When I said "some sort of cap," I should have said "some sort of cap, other than a fixed number." Especially because I really hope that the essence-for-turf thing will indeed provide some interesting ways to limit city sprawl and any related micromanagement. garysax's wilderness thread really caught my eye because I think that especially for the fantasy genre, the game really does need to make wall-to-wall cities impossible. And I dont mean sprinkling the map borders with a few frosty/fiery regions that can produce almost no food.
I am sort of sad that no one has commented on one of my ideas. It was at the end of the post and so maybe did not get as much attention as the first part. Or maybe it was just a bad idea! But even tearing this idea apart would feel better than neglect.
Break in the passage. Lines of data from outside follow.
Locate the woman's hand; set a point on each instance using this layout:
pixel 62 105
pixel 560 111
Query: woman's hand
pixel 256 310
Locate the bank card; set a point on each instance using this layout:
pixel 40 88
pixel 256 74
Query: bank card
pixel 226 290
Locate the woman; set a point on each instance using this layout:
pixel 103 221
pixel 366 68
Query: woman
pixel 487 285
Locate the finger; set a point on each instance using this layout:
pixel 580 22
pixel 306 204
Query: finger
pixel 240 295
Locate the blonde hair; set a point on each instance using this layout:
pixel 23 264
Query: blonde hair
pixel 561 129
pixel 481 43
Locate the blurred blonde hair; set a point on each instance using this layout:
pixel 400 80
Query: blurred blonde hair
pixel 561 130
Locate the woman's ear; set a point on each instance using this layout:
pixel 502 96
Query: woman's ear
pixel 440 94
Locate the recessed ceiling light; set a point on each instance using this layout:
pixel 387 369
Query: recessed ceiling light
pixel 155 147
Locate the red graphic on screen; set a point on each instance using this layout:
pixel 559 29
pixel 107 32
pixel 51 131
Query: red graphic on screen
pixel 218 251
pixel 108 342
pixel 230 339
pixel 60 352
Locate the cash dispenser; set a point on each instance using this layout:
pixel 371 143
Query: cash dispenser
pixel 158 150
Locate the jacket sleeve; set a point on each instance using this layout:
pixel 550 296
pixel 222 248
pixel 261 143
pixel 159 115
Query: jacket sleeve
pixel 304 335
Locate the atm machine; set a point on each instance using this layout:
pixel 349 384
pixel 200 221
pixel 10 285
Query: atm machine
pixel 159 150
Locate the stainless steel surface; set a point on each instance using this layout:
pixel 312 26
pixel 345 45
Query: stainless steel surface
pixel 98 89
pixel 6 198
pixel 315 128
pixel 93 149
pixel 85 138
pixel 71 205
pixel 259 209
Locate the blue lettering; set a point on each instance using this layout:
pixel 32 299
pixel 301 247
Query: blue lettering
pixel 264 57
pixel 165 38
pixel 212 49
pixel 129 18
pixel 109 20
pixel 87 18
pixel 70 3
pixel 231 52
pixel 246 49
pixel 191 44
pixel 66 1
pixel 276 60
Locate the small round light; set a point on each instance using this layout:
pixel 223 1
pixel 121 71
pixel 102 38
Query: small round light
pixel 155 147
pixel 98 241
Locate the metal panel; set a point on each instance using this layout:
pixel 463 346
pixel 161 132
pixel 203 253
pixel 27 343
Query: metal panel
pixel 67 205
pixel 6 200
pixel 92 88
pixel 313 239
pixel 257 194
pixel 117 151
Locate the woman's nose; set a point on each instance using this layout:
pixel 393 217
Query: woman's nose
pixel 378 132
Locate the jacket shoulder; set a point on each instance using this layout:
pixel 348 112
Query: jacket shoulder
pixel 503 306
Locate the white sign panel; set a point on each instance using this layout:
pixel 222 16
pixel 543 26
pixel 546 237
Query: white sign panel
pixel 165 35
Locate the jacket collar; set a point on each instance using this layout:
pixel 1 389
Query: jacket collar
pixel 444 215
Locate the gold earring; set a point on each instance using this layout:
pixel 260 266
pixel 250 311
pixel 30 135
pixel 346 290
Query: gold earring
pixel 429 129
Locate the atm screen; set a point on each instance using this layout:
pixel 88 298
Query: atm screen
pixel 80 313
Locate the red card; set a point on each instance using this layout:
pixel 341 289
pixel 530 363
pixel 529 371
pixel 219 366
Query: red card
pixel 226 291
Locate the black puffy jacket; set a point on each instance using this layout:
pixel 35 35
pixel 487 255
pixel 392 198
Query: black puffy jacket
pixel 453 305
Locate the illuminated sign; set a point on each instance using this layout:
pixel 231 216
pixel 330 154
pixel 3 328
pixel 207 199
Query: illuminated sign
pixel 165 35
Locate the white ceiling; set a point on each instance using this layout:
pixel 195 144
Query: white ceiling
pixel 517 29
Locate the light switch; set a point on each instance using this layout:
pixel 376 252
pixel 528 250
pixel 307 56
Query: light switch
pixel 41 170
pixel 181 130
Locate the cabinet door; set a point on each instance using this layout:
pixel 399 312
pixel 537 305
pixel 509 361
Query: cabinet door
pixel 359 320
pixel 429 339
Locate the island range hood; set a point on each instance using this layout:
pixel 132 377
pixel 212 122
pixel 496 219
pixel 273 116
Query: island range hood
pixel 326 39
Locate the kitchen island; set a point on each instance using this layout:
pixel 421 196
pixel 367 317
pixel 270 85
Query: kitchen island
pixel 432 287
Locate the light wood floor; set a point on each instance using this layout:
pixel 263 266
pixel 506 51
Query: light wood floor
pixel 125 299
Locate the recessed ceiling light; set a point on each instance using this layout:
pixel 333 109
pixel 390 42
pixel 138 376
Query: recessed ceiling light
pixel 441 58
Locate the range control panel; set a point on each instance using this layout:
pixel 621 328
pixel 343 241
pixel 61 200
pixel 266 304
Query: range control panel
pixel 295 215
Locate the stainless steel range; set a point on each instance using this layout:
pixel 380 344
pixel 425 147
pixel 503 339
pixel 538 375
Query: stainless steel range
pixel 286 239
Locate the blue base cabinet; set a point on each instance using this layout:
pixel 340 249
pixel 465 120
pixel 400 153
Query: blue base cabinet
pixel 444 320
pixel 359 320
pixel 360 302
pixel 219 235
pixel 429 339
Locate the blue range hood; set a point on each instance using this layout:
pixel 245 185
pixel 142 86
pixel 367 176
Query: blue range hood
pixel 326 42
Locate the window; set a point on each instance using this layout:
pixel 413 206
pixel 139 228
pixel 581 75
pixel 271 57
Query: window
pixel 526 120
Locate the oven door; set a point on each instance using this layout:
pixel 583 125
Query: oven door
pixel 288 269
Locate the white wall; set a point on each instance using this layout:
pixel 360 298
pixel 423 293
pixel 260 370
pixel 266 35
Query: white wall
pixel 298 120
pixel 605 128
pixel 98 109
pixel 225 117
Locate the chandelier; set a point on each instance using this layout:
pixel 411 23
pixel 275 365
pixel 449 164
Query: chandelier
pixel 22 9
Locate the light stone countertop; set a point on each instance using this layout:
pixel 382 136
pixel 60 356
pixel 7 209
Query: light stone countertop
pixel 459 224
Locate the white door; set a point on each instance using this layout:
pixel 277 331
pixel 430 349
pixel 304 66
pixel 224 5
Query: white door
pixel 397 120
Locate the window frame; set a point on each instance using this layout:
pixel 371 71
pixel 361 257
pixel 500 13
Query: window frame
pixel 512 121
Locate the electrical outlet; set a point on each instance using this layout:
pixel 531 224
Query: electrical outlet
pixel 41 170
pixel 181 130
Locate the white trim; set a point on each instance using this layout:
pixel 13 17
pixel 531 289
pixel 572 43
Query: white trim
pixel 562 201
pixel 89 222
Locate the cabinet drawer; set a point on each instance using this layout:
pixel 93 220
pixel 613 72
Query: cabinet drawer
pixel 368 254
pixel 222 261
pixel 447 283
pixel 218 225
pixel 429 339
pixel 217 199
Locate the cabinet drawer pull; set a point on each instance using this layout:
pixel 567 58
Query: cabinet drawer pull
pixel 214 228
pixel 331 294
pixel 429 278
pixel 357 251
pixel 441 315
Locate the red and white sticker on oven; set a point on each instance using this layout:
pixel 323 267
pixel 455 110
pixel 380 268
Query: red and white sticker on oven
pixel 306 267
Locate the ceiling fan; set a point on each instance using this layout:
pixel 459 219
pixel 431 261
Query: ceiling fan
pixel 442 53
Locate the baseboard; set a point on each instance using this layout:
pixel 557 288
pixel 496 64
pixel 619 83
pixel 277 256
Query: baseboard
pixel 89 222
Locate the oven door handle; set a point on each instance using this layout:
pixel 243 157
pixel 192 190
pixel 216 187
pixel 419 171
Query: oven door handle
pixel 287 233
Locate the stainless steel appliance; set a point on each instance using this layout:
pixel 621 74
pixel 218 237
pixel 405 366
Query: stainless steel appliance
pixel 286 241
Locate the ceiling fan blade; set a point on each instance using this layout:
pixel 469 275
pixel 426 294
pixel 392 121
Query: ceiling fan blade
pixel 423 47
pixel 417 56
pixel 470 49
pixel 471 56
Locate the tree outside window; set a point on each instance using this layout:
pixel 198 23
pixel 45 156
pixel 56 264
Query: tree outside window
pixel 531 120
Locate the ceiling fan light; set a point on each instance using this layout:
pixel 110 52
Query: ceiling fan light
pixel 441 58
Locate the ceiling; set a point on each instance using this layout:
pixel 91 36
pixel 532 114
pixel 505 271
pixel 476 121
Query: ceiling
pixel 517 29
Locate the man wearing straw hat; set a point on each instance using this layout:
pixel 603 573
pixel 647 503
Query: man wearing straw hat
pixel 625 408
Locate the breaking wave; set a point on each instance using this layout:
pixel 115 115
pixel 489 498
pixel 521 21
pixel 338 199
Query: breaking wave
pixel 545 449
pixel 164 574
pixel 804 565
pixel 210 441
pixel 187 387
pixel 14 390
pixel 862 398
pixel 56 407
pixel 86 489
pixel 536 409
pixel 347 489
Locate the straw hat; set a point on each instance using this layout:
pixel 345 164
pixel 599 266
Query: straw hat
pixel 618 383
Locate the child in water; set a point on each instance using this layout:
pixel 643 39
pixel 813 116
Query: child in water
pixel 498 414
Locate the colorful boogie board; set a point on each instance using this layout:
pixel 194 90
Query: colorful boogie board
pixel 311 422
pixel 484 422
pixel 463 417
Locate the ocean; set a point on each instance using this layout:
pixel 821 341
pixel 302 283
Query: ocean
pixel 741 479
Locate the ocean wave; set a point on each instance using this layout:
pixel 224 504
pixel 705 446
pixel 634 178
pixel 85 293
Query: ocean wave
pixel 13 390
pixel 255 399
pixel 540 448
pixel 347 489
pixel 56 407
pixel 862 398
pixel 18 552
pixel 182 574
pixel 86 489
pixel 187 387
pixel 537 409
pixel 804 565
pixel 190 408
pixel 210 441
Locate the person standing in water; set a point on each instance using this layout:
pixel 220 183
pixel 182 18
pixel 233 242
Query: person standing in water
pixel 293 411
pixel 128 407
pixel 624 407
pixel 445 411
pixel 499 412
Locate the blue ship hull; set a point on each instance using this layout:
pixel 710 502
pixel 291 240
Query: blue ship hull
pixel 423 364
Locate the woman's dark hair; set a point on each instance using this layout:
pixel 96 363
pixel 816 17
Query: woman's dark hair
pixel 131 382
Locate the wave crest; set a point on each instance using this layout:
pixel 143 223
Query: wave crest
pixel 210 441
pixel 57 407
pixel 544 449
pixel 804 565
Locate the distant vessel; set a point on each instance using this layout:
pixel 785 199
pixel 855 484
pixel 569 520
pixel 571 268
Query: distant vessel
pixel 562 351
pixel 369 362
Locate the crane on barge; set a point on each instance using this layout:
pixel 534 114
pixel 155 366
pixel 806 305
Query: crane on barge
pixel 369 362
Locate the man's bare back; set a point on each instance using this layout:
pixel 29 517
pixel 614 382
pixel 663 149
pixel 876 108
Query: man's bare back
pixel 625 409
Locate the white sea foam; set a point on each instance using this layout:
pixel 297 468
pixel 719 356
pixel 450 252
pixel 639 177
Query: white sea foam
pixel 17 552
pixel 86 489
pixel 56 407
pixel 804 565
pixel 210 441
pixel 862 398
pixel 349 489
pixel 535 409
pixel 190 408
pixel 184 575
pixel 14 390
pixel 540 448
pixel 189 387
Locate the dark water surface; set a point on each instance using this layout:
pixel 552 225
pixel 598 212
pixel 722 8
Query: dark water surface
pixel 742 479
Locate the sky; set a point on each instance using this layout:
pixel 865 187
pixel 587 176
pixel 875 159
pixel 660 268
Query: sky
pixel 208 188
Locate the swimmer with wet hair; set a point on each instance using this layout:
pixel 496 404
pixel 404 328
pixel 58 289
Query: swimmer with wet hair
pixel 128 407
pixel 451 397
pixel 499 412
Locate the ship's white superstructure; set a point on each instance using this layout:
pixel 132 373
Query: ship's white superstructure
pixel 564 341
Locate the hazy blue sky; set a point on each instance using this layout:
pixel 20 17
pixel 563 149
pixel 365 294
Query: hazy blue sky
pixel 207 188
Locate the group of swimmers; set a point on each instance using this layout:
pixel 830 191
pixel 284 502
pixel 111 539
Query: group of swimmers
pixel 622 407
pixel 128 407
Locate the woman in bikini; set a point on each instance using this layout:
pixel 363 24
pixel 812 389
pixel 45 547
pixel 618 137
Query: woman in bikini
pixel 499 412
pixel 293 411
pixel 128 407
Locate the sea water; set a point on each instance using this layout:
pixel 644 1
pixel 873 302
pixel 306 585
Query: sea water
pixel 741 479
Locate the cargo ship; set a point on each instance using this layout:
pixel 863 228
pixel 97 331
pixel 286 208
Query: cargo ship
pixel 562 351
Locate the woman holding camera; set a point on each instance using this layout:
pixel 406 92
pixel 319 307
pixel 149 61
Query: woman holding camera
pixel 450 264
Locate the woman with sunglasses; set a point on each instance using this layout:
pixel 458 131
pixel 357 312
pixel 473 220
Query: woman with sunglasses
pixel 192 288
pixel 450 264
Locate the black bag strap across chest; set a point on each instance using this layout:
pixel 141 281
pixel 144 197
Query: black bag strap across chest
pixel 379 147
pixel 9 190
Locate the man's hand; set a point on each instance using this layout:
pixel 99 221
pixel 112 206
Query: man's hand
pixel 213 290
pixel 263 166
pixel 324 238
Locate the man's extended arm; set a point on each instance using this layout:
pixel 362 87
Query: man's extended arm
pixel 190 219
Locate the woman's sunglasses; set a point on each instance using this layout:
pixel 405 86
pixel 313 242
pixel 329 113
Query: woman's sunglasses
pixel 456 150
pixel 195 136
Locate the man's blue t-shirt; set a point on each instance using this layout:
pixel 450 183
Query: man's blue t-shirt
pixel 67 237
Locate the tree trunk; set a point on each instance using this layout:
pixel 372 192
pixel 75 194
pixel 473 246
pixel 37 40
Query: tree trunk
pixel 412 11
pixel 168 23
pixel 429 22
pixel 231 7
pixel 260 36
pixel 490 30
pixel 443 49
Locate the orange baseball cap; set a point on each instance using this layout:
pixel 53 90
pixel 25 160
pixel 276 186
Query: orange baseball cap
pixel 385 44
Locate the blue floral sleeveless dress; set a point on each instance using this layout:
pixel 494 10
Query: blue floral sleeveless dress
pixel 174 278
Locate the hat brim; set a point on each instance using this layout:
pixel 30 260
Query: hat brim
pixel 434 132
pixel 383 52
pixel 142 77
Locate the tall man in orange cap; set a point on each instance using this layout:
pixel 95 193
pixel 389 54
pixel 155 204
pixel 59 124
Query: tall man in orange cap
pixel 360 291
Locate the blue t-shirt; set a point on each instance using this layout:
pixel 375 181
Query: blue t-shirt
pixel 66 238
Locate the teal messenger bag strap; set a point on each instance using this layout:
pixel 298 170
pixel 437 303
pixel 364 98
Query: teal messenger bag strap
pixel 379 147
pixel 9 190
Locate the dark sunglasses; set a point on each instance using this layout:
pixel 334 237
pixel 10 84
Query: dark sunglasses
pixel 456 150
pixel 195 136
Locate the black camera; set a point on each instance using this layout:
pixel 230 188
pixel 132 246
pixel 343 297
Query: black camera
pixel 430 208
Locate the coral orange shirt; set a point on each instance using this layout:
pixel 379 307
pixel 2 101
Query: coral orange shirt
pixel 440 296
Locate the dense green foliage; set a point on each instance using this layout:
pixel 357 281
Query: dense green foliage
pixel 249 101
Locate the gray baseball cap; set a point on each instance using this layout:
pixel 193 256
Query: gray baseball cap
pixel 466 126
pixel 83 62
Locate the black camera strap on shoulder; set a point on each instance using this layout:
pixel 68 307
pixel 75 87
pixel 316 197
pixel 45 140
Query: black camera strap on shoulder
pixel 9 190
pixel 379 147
Please forgive me posting this again but I would love some feedback on this:
In a really really large game world-maybe other game objectives could be developed. For instance, given the potential for unit and monster variation in the game as well as excellent AI, it could be a fun alternative challenge to have a long, thin strip of a world (providing we can dictate world dimentions) and have a city at either extreme end of the world. Each player would have a certain amount of time to build up a city/nation, then gather up your 10 best units (or something like this) and move them out into the greater world outside of your nation. The first player to have his group make it to the opposite ends of the earth wins (this might include a battle when the two groups meet in the middle). With smaller games, this would not be very interesting but on a much larger map this sounds like fun to me.
Peace Out
I didn't comment on that idea because it doesn't really interest me. If it were an option, I don't think I would ever use it. On the other hand, we've been told that one of the ways to win an Elemental skirmish game is to complete your channeler's "Master Quest," whatever that is. I get the impression that it will vary from game to game, though. But this seems like it'll somewhat fulfill your desire for alternate objectives.
I would also like to be able to set the map dimensions. Playing on a long, thin strip of land could be a lot of fun even without special goals like you suggest.
I'm sort of like pigeonpigeon. Your thread title and Big Picture subject really caught my attention, and I didn't have anything to say about the strip-map concept because I've barely started thinking about how quests might play into the game (I've been mostly playing GalCiv2 the last couple of years, no quests there).
I don't have nearly as detailed an imprssion of the 'Master Quest' as pigeonpigeon seems to--in particular, I haven't caught any dev talk about a skirmish mode at all. I thought it would be something new in comparison to GC2 where you could have a sandbox game with one win option requiring you to meet a set of scenario goals. I suppose, given my fuzzy picture of the Master Quest win, that perhaps the quest details would benefit from some strong variations based on map size. Not sure odd-shaped maps would need to be involved, though.
personally I have only really considered quests like the Sins of a Solar Empire quests or AoW quests. Quests that you use to make AI personalities happy, but don't have any real other baring on the game.
I support your idea bleeba. I think it would make multiplayer games much more interesting. I fear I mave little to add as well. no comment doesn't mean we don't like it.
Hey! Thanks all for the arm-twisted comments I wrung out of you . Maybe another topic should be what sort of quests (included or modable) might be fun in have (and maybe not too hard to code) especially in larger game worlds. The ability to have quests leading to other quests could be kind of neat and I imagine that a very creative person could put a really nice additional story/flavor/adventure on top of an already great game.